Greatest common divisor (GCD)

The greatest common divisor (GCD) of several numbers is the largest natural number that divides these numbers without remainder. For example, for the numbers 18 and 30, the greatest common divisor is 6; for the numbers 10, 15, 45, the greatest common divisor is 5.

Finding the greatest common divisor

To find the GCD of several numbers, you need:
1) factorize these numbers into prime factors;
2) mark those factors that are included in the expansion of all numbers;
3) find the product of the marked factors in the expansion of any of the given numbers.

Examples.

Example 1.
Find the greatest common divisor of numbers 48, 18, 16.
Solution.
Let us write out the prime factorizations for the given numbers and underline those factors that are included in the factorizations of all numbers:
48 = 2*2*2*2*3,

18 = 2*3*3,

16 = 2*2*2*2.
Therefore, GCD(48, 18, 16) = 2.
Answer: 2.

Example 2.
Find the greatest common divisor of numbers 120, 45, 150.
Solution.
Let us write out the prime factorizations for the given numbers and underline those factors that are included in the factorizations of all numbers:
120 = 2*2*2*3*5,

45 = 3*3*5,

150 = 2*3*5*5.
Therefore, GCD(120, 45, 150) = 3*5 = 15.
Answer: 15.

Example 3.
Find the greatest common divisor of numbers 324, 432.
Solution.
Let us write out the prime factorizations for the given numbers and underline those factors that are included in the factorizations of all numbers:
324 = 2*2*3*3*3*3,

432 = 2*2*2*2*3*3*3.
Therefore, GCD(324, 432) = 2*2*3*3*3 = 108.
Answer:108.

Example 4.
Find the greatest common divisor of numbers 48, 60, 80.
Solution.
Let us write out the prime factorizations for the given numbers and underline those factors that are included in the factorizations of all numbers:
48 = 2*2*2*2*3,

60 = 2*2*3*5,

80 = 2*2*2*2*5.
Therefore, GCD(48, 60, 80) = 2*2 = 4.
Answer: 4.

Euclidean algorithm for finding the greatest common divisor of two numbers

In addition to the specified method for finding the GCD of several numbers, there is the Euclidean algorithm for finding the greatest common divisor of two numbers a and b (a > b).
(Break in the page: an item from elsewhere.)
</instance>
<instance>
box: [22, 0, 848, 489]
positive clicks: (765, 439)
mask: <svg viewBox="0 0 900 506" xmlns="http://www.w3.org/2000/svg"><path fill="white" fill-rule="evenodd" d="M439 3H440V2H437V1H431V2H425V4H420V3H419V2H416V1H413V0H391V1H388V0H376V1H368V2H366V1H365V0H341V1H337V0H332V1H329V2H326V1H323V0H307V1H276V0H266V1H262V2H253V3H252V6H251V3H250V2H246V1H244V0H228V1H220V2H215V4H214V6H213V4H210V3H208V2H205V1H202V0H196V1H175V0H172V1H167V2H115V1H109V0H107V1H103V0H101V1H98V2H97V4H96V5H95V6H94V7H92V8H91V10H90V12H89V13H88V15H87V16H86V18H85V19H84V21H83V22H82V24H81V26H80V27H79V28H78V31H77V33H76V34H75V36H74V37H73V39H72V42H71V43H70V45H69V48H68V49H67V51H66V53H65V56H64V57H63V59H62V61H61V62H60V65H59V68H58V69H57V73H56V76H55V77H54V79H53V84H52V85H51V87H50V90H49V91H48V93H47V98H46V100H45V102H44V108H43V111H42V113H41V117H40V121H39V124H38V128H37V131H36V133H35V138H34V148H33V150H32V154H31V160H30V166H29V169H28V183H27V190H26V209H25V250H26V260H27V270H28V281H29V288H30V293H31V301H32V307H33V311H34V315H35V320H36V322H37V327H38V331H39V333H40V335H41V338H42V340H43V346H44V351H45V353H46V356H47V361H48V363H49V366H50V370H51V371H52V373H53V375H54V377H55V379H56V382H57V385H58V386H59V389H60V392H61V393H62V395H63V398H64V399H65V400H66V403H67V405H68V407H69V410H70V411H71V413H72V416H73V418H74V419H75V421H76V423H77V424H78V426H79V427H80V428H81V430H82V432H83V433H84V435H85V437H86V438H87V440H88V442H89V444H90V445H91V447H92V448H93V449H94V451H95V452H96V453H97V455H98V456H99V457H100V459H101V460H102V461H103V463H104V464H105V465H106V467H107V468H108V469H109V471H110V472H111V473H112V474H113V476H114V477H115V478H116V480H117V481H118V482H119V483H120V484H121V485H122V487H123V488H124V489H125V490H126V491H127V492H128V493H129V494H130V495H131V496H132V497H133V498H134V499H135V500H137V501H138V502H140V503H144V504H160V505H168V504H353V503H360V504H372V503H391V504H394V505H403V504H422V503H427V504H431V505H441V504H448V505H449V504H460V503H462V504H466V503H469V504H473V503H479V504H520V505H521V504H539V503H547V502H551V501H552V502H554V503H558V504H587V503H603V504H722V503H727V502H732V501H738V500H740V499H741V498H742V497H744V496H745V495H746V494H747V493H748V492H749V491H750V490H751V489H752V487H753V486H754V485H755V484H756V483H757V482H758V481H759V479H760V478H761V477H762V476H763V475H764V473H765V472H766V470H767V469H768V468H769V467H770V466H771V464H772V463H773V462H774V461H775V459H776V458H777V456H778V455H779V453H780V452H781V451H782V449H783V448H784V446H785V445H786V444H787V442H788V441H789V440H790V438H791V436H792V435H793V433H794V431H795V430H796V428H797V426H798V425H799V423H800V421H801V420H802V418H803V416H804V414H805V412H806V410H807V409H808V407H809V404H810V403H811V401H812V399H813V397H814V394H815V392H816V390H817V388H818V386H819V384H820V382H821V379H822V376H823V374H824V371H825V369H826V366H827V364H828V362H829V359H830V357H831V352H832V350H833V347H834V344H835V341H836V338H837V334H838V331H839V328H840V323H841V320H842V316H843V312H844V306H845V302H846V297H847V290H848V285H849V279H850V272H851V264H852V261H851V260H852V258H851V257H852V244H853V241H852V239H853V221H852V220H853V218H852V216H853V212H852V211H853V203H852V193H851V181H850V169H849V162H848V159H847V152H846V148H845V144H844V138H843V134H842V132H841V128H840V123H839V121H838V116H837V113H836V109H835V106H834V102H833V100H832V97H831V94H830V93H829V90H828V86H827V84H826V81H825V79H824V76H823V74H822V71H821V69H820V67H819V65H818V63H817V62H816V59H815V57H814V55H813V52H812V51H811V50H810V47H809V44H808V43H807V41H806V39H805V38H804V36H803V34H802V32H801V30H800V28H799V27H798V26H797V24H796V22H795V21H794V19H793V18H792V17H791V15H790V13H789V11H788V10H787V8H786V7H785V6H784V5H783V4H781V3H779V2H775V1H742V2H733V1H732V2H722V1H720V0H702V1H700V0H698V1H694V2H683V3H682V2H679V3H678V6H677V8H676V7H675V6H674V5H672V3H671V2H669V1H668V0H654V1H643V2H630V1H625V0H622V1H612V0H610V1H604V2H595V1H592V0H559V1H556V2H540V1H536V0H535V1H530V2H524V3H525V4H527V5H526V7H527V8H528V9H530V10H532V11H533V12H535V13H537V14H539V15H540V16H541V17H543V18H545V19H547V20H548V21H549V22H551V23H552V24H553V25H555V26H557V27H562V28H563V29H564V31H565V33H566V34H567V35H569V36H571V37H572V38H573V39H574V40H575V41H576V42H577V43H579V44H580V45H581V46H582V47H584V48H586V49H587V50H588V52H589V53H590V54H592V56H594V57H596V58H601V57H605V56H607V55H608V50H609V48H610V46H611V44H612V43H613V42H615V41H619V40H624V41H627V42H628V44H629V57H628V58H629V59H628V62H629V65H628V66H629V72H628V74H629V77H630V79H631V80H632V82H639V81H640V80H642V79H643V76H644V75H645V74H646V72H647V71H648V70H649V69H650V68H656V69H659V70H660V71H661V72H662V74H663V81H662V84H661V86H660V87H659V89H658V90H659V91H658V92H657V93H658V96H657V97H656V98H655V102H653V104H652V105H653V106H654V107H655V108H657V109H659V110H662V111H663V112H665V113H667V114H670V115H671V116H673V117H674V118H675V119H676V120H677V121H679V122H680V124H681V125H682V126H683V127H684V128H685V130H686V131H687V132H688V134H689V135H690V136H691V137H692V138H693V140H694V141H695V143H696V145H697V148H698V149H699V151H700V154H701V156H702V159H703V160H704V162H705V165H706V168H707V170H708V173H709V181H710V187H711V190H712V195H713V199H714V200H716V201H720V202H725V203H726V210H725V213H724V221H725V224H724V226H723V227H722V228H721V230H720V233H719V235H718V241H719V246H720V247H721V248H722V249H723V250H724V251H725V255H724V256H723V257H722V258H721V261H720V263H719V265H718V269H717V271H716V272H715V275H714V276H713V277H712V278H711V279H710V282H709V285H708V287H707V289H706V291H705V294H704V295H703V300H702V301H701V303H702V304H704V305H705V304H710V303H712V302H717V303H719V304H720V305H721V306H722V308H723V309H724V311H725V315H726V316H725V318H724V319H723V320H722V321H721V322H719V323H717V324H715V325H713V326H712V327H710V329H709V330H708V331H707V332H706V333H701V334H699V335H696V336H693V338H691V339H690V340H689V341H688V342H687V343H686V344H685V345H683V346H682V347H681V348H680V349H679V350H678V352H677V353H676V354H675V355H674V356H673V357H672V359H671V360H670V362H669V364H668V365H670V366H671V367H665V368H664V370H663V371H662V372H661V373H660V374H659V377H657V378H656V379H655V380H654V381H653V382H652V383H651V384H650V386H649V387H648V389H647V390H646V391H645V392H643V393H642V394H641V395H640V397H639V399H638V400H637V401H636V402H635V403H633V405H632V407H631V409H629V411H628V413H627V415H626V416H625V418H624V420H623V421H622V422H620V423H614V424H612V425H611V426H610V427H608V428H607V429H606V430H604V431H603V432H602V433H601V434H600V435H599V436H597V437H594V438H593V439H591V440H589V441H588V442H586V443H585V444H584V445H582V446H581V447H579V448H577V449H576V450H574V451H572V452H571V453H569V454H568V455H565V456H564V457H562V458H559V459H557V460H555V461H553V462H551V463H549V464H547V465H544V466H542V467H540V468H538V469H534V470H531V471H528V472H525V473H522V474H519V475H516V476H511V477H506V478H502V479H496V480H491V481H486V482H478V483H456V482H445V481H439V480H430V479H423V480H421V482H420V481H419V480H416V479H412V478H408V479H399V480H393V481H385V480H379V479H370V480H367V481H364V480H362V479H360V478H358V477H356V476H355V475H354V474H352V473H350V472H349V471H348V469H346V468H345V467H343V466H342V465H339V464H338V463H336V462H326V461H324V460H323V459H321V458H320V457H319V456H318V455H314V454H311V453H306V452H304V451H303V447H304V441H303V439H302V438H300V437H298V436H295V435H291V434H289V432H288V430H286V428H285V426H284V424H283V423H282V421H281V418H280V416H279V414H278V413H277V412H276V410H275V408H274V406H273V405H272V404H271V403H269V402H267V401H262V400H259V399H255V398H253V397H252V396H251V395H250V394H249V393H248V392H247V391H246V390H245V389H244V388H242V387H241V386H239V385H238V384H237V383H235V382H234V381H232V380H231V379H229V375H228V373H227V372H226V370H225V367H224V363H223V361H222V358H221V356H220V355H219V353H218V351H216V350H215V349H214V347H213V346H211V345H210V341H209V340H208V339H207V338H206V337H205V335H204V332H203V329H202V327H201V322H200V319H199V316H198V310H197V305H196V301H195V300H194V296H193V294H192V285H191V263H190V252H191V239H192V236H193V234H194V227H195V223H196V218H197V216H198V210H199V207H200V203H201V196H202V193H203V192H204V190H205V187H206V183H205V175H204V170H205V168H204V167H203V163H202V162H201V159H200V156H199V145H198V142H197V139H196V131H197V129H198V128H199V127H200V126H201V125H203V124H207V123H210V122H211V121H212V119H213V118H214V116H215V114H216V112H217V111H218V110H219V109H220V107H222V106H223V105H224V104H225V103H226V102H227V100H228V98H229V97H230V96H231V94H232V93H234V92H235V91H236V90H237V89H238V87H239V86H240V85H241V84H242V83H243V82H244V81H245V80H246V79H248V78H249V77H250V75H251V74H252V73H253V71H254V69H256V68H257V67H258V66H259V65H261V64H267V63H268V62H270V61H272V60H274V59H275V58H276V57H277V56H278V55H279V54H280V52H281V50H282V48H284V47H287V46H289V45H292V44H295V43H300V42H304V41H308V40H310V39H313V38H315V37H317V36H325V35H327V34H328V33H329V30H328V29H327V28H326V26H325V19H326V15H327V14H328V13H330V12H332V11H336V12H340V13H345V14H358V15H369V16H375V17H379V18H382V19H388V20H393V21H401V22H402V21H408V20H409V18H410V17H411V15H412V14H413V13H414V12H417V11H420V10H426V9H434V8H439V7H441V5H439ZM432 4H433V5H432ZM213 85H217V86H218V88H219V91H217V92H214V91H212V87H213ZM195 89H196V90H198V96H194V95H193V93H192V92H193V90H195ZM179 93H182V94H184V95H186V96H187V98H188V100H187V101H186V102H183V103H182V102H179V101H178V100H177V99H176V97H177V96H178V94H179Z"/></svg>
It can be described as follows:
we get a chain of numbers a > b > r₁ > r₂ > r₃ > ... > r_n according to the formulas

a = b*q₀ + r₁, where r₁ is the remainder of dividing a by b;

b = r₁*q₁ + r₂, where r₂ is the remainder of dividing b by r₁;

r₁ = r₂*q₂ + r₃, where r₃ is the remainder of dividing r₁ by r₂;

...

r_n-2 = r_n-1*q_n-1 + r_n, where r_n is the remainder of dividing r_n-2 на r_n-1;

r_n-1 = r_n*q_n;

GCD(a,b) = r_n.

In other words, you need to find the remainders from dividing a larger number by a smaller one in this chain until you get zero as a remainder. The last divisor will be the GCD of the two numbers.

Examples.

Example 5.
Find the greatest common divisor of numbers 48, 18 using Euclidean algorithm.
Solution.
48 = 18*2 + 12; (48 divided by 18, the remainder is 12)

18 = 12*1 + 6; (18 divided by 12, the remainder is 6)

12 = 6*2; (12 divided by 6, the remainder is 0, the last divisor is the GCD).
Therefore, GCD(48, 18) = 6.
Answer: 6.

Example 6.
Find the greatest common divisor of numbers 126, 900 using Euclidean algorithm.
Solution.
900 = 126*7 + 18; (900 divided by 126, the remainder is 18)

126 = 18*7; (126 divided by 18, в остатке 0, the last divisor is the GCD)
Therefore, GCD(126, 900) = 18.
Answer: 18.

Example 7.
Find the greatest common divisor of numbers 495, 270 using Euclidean algorithm.
Solution.
495 = 270*1 + 225; (495 divided by 270, the remainder is 225)

270 = 225*1 + 45; (270 divided by 225, the remainder is 45)

225 = 45*5; (225 divided by 45, the remainder is 0, the last divisor is the GCD)
Therefore, GCD(495, 270) = 45.
Answer: 45.

The Euclidean algorithm can also be used if it is necessary to find the GCD of several numbers. To do this, you must first find the GCD of the first two numbers, then the GCD of the result and the third number, then the GCD of this result and the fourth number, etc. The last GCD obtained will be the answer.